Prefect for AI — MLOps for Local AI (Chapter 9)

Prefect is an alternative orchestrator that emphasizes developer experience and cloud-optional deployment. It shares Airflow's DAG-based model but with a more Pythonic interface and built-in observability.

Installation:

pip install prefect

The core concept is the flow (the pipeline) and tasks (steps within). Unlike Airflow's separate DAG definition, Prefect uses decorators directly in Python code.

# ml_pipeline.py
from prefect import flow, task
from prefect.blocks.system import Secret
import mlflow

@task
def fetch_data(date: str):
    """Fetch training data for the given date."""
    # Implementation
    return f"/data/training-{date}.csv"

@task
def validate_data(path: str) -> bool:
    """Validate dataset quality.

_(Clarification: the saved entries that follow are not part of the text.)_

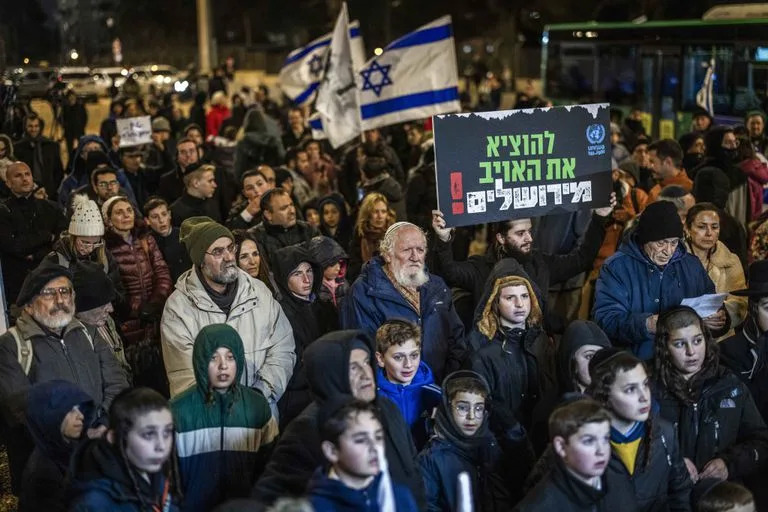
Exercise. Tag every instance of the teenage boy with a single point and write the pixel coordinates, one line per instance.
(353, 446)
(404, 378)
(581, 441)
(224, 430)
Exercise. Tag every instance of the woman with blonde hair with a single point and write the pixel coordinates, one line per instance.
(373, 219)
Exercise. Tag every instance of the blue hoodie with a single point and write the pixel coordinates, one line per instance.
(329, 495)
(631, 288)
(415, 400)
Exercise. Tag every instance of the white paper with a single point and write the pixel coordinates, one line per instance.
(706, 305)
(134, 131)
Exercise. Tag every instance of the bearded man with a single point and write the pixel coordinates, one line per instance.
(396, 284)
(49, 344)
(216, 291)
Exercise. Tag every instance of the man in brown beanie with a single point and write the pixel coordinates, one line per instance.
(650, 273)
(214, 291)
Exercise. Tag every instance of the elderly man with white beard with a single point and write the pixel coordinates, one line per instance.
(396, 284)
(216, 291)
(48, 344)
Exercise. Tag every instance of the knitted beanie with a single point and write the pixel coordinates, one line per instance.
(86, 219)
(198, 233)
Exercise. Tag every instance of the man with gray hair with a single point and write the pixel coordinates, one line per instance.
(396, 284)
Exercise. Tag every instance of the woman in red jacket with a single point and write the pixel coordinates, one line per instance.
(147, 283)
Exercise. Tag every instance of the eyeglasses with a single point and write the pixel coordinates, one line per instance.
(50, 293)
(464, 408)
(219, 251)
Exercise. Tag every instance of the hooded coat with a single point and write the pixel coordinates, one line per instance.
(450, 452)
(48, 404)
(255, 314)
(100, 481)
(223, 440)
(518, 364)
(630, 288)
(373, 299)
(309, 320)
(298, 452)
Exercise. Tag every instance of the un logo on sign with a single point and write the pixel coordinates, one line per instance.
(595, 133)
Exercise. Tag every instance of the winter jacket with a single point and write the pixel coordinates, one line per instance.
(630, 288)
(559, 491)
(273, 237)
(100, 481)
(309, 320)
(416, 400)
(727, 274)
(48, 404)
(28, 228)
(450, 452)
(746, 355)
(174, 253)
(325, 251)
(331, 495)
(298, 452)
(517, 363)
(223, 440)
(88, 363)
(188, 206)
(724, 423)
(266, 333)
(145, 276)
(373, 299)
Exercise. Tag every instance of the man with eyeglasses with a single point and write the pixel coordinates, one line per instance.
(213, 291)
(650, 273)
(28, 228)
(55, 346)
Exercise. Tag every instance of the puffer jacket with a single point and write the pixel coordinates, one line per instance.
(145, 276)
(91, 365)
(222, 439)
(631, 288)
(724, 423)
(255, 314)
(727, 274)
(373, 299)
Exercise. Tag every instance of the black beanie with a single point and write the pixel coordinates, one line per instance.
(38, 278)
(659, 221)
(93, 288)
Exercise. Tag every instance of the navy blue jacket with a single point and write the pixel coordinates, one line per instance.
(328, 495)
(373, 299)
(415, 400)
(631, 288)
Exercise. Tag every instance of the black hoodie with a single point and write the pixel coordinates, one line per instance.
(309, 319)
(298, 453)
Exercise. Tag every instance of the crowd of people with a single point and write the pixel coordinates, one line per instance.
(238, 317)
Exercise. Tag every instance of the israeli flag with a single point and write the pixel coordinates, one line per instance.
(415, 77)
(303, 68)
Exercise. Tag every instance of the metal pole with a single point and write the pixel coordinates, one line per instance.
(204, 36)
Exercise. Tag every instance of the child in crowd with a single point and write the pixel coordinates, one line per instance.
(58, 413)
(715, 495)
(224, 431)
(130, 470)
(356, 479)
(330, 256)
(645, 446)
(577, 481)
(463, 443)
(404, 378)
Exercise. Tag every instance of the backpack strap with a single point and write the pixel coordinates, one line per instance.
(23, 350)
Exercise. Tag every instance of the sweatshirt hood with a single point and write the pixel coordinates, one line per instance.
(210, 339)
(326, 362)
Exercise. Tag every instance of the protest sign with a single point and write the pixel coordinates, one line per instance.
(134, 131)
(493, 166)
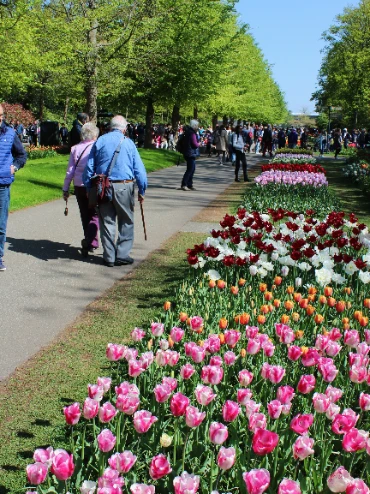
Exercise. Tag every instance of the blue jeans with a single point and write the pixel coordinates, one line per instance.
(4, 209)
(187, 180)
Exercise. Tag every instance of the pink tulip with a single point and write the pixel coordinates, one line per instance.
(294, 353)
(288, 486)
(159, 467)
(257, 481)
(264, 441)
(143, 420)
(357, 486)
(274, 409)
(334, 394)
(212, 374)
(142, 489)
(204, 395)
(179, 403)
(230, 411)
(301, 423)
(196, 323)
(135, 368)
(351, 338)
(157, 329)
(216, 360)
(106, 382)
(162, 393)
(177, 334)
(343, 423)
(193, 417)
(339, 480)
(115, 352)
(218, 433)
(257, 421)
(251, 331)
(306, 384)
(321, 402)
(186, 483)
(128, 403)
(253, 346)
(122, 462)
(95, 391)
(187, 371)
(36, 473)
(229, 358)
(303, 447)
(232, 337)
(106, 440)
(226, 458)
(354, 440)
(107, 412)
(137, 335)
(44, 456)
(364, 402)
(285, 394)
(310, 358)
(62, 465)
(245, 377)
(243, 395)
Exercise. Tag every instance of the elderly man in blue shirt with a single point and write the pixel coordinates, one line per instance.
(120, 209)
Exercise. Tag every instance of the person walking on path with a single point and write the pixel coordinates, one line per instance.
(220, 140)
(120, 209)
(12, 158)
(77, 163)
(75, 133)
(190, 152)
(238, 145)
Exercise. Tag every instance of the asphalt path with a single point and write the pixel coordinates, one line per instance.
(47, 284)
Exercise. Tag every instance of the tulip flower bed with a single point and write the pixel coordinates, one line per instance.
(290, 167)
(301, 178)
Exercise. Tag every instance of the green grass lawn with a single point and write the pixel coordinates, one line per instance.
(42, 180)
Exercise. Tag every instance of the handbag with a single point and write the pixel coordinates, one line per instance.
(100, 190)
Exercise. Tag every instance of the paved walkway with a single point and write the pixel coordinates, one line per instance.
(48, 285)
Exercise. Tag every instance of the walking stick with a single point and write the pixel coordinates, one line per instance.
(143, 219)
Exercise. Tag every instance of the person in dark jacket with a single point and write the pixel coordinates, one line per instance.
(12, 158)
(75, 132)
(191, 151)
(292, 139)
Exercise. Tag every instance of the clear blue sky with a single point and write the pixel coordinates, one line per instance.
(289, 35)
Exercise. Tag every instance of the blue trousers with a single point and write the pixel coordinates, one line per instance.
(187, 180)
(4, 210)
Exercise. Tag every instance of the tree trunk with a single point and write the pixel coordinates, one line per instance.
(66, 104)
(149, 123)
(91, 68)
(214, 121)
(175, 119)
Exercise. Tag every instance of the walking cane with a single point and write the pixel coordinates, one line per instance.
(143, 219)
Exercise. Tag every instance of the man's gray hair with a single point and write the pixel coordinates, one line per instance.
(89, 132)
(118, 122)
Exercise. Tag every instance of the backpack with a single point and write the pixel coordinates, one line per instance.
(181, 144)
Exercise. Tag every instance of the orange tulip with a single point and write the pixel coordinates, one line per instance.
(328, 291)
(223, 323)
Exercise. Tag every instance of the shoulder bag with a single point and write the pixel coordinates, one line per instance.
(100, 190)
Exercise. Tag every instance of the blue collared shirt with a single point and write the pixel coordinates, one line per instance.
(128, 166)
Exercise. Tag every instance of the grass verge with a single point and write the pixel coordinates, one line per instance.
(42, 180)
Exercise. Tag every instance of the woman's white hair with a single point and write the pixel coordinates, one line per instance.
(89, 132)
(118, 122)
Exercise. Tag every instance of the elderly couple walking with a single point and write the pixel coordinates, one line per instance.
(94, 156)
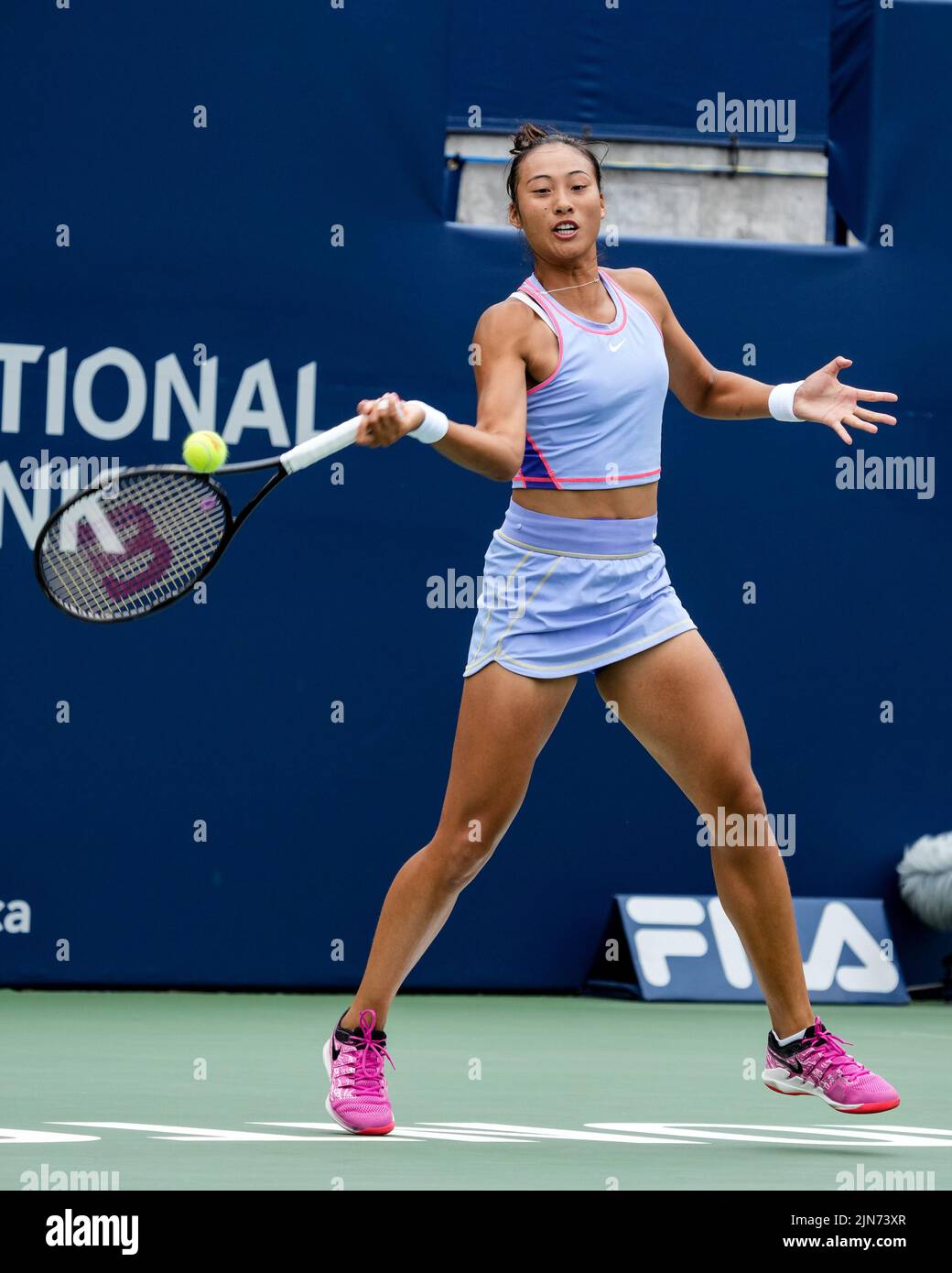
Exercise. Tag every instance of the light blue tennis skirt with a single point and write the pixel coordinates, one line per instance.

Returns True if valid."""
    import pandas as pd
    df = pd.read_csv(path)
    
    # Check completeness
    missing_pct = df.isnull().mean().max()
    if missing_pct > 0.05:
        raise ValueError(f"Data quality failed: {missing_pct:.1%} missing")
    
    return True

@task
def train_model(date: str, validated: bool):
    """Train model and return run ID."""
    mlflow.set_tracking_uri(Secret.load("mlflow-uri").get())
    
    with mlflow.start_run(run_name=f"train-{date}"):
        mlflow.log_param("training_date", date)
        # ... training code ...
    
    return run_id

@task
def promote_model(run_id: str):
    """Promote trained model to production."""
    client = mlflow.MlflowClient()
    model_uri = f"runs:/{run_id}/model"
    client.register_model(model_uri, "spam-classifier")

Local verification checkpoint

Run the smallest example from this chapter in a local workspace and record the package version, runtime, data path, and observed output. If the result depends on model size, vector count, CPU/GPU backend, or available memory, note that constraint beside the exercise so the lesson remains reproducible.